Jesus did not reject fasting altogether. He said that the days are coming when the bridegroom will be taken away, and then they will fast. So this is not a command to stop fasting forever. It is a teaching about timing. There is a right time for joy, and there is a right time for fasting.

Jesus then used two common images. No one puts an unshrunk patch on an old garment. No one puts new wine into old wineskins. Both images show that forcing the new into the old brings damage. The patch will pull away. The wineskins will burst. The point is not mere preference. The point is incompatibility.
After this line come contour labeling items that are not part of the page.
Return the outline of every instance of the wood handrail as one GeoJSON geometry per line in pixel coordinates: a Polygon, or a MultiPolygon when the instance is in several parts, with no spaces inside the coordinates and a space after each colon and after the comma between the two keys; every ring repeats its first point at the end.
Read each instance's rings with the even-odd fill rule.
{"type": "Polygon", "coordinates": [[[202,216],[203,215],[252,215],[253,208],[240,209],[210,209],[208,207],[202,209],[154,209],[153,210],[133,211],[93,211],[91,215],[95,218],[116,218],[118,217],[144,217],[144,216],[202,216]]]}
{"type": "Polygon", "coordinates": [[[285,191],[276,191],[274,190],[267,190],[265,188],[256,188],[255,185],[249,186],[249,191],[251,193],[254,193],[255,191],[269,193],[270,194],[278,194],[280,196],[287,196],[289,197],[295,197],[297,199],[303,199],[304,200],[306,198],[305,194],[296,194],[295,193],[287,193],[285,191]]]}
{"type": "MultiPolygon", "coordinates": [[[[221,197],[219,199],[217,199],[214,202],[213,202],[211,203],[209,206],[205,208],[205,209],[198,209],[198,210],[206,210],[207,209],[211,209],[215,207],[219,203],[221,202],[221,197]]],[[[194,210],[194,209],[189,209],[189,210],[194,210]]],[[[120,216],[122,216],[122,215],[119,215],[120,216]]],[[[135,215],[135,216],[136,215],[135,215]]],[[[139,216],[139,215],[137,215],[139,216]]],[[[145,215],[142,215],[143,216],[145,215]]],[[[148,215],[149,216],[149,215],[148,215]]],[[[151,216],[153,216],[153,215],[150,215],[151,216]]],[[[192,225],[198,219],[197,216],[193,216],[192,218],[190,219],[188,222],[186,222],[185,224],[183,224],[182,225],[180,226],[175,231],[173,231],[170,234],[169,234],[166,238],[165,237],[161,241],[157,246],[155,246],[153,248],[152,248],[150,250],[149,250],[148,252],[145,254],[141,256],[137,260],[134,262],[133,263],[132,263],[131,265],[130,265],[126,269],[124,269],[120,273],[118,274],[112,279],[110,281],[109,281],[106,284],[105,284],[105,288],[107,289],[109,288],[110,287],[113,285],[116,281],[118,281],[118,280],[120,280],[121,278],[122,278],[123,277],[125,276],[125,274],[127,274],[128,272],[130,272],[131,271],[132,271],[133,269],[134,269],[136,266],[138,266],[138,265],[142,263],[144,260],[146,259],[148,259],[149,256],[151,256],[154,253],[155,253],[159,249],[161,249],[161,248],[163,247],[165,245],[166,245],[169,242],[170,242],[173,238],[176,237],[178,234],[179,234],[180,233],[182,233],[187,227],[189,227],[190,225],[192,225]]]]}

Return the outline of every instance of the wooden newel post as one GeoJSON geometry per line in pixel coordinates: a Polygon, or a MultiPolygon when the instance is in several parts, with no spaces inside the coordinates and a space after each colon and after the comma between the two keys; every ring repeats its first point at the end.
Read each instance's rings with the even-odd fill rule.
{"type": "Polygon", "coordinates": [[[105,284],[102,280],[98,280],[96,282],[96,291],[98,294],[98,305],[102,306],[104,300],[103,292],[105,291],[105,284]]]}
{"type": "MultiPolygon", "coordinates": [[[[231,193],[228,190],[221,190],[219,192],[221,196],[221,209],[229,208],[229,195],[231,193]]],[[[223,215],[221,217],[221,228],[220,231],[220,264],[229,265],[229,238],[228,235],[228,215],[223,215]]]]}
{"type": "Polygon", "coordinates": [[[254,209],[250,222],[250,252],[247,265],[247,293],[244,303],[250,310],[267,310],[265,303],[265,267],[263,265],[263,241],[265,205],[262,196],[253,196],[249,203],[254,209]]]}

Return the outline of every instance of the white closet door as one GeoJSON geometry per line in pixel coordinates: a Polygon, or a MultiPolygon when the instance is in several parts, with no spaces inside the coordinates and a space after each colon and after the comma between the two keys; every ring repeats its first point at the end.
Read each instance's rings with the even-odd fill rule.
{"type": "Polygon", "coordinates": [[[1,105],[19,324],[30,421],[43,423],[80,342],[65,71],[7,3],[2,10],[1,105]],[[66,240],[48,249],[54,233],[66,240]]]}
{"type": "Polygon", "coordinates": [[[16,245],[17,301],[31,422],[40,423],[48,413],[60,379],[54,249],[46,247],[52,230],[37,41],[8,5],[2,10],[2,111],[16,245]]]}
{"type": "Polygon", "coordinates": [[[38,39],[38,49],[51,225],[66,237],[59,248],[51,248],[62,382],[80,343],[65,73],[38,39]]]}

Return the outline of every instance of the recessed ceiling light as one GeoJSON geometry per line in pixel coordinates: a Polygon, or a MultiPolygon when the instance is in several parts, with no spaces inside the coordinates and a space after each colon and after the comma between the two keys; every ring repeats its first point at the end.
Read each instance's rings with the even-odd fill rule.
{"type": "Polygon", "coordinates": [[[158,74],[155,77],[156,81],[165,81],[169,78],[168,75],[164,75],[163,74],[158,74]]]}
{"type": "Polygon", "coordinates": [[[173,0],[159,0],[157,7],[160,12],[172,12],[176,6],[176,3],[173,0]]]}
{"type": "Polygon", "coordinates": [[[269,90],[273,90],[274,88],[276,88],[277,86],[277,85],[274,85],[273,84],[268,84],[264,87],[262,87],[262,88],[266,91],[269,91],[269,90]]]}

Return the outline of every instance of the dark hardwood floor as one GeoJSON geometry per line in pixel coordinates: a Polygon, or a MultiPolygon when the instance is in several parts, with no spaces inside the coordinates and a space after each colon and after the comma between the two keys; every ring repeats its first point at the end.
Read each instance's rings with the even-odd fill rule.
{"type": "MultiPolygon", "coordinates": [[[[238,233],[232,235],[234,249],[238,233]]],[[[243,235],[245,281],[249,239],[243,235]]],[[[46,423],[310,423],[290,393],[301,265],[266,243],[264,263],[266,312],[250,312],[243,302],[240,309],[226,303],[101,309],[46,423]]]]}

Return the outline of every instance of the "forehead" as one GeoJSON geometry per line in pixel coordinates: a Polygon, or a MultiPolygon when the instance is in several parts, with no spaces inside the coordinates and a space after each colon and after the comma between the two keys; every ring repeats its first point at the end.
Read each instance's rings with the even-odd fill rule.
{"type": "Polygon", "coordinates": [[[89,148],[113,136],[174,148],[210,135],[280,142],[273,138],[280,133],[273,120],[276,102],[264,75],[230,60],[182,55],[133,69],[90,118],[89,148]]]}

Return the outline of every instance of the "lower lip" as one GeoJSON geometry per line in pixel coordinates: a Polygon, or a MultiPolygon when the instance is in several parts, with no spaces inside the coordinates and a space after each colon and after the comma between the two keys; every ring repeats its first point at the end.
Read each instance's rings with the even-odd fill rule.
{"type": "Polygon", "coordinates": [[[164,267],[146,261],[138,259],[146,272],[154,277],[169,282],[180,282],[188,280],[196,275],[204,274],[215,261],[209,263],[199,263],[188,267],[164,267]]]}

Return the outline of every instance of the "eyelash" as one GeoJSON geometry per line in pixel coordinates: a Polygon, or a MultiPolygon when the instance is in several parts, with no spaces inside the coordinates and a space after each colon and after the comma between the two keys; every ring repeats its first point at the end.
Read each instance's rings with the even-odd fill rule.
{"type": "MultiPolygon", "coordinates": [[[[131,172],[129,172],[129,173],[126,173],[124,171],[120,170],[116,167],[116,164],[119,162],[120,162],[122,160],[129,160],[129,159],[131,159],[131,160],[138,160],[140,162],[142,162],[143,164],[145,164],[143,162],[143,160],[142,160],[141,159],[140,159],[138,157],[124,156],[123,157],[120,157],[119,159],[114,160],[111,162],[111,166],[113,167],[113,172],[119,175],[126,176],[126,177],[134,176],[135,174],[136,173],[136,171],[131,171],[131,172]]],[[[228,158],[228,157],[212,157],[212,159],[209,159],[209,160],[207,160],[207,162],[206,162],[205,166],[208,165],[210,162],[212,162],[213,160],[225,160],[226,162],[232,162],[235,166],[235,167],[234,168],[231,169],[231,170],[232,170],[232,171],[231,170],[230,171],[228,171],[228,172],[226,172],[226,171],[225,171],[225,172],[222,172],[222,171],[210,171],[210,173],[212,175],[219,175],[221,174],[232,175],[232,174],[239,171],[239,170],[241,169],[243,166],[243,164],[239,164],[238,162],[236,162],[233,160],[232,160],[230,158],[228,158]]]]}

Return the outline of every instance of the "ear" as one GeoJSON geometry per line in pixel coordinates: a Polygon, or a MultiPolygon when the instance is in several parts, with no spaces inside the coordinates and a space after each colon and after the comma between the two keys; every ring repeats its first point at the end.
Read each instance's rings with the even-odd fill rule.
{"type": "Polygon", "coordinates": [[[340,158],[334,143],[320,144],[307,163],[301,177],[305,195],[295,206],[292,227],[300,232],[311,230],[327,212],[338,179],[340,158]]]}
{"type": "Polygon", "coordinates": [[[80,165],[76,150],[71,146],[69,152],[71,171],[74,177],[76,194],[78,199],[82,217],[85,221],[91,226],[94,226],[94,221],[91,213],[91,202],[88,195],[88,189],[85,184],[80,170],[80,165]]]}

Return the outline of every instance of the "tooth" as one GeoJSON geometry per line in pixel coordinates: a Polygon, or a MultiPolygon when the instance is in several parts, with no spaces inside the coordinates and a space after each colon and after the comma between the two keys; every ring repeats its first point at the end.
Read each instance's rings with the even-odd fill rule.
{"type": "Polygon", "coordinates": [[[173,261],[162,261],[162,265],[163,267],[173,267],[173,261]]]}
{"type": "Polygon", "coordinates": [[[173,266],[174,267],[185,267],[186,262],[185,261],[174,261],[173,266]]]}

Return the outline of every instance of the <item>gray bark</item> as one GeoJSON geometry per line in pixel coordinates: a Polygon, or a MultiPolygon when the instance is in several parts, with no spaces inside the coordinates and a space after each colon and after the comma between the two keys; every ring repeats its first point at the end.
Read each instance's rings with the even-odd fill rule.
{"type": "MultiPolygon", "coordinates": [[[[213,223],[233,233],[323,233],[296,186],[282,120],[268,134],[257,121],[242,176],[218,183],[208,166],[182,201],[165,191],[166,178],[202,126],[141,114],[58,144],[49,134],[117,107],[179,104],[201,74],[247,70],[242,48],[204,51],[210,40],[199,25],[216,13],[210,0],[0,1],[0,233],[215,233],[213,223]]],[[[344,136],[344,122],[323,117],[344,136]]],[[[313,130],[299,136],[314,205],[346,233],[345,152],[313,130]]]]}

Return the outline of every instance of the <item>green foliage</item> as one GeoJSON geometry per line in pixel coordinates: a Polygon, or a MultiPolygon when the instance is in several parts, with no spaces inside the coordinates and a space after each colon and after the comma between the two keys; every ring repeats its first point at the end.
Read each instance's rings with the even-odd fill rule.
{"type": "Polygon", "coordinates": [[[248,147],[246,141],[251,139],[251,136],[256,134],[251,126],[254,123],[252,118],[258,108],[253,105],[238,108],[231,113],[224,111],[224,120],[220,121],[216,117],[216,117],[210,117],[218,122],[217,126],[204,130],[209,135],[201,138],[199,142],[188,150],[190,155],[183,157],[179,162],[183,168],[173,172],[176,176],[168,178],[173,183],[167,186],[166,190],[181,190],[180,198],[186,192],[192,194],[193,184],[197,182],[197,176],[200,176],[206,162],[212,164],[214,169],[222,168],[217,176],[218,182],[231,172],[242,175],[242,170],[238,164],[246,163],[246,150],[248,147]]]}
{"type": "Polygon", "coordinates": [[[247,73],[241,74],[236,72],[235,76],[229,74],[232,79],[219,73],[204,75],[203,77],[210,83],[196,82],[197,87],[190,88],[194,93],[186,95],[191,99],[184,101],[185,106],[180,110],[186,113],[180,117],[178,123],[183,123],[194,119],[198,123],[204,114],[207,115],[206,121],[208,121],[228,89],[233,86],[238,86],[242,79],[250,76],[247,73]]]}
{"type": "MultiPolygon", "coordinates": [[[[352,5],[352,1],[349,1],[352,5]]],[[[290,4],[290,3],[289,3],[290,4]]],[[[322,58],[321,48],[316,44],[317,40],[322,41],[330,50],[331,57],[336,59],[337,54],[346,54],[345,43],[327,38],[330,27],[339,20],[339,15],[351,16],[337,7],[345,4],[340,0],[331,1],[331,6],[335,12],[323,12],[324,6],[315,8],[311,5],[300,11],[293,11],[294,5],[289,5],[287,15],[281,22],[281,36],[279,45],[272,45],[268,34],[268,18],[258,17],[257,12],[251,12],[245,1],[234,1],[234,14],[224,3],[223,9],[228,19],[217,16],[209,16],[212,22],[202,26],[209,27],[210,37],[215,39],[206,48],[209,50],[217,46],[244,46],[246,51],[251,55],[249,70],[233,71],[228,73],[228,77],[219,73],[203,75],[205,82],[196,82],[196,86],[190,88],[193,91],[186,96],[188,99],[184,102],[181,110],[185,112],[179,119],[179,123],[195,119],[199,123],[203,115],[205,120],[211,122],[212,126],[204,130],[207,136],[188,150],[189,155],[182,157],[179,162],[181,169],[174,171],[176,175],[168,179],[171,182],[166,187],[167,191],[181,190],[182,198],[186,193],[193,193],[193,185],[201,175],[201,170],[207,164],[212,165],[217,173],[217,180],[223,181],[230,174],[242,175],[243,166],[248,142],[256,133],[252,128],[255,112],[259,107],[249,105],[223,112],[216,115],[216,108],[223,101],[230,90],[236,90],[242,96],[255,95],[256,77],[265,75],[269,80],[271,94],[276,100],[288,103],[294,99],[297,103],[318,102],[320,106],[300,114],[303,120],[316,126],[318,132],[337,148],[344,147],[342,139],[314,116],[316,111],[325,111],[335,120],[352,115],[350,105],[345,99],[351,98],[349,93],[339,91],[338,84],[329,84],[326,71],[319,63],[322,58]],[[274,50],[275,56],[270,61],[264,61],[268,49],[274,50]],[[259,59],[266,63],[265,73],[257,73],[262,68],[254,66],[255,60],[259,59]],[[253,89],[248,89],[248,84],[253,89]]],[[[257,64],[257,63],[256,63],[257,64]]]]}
So Jesus is saying that His ministry is not just one more addition to the old system. His coming creates something new that old forms cannot simply absorb unchanged. This does not mean that the Old Testament was bad or that everything before Him was worthless. It means that the new reality brought by Christ must be received on its own terms.

Important Truths

  • Jesus explains the disciples’ non-fasting by His own presence, not by carelessness about God.
  • He does not abolish fasting. He says the disciples will fast when He is taken away.
  • The bridegroom image gives His answer covenantal and christological weight.
  • The patch and wineskin sayings stress incompatibility between the new reality in Jesus and old forms.
  • The old/new contrast is not a blanket rejection of the Old Testament or Israel’s Scriptures.

Warnings, Promises, or Commands

  • Do not say this passage teaches that fasting is wrong for Jesus’ followers.
  • Do not reduce the bridegroom image to simple happiness only.
  • Do not use the old/new contrast to reject the Old Testament.
  • Do not use ‘new wine’ as a slogan for change apart from Christ and context.

How This Fits in God’s Plan

Jesus shows that His presence changes the time. While the bridegroom is with His people, joy is fitting. When He is taken away, fasting will fit again. The bridegroom image also echoes God’s covenant language in the Scriptures, so Jesus is not speaking as a mere teacher of customs. He is revealing that His coming marks a decisive moment in God’s saving work.

Simple Application

Let your spiritual practices fit Christ, not your desire to look serious. Do not measure faithfulness mainly by visible austerity. Receive both joy and fasting as fitting at different times. And when change is needed in church life, let it be driven by faithfulness to Jesus, not by a love of novelty.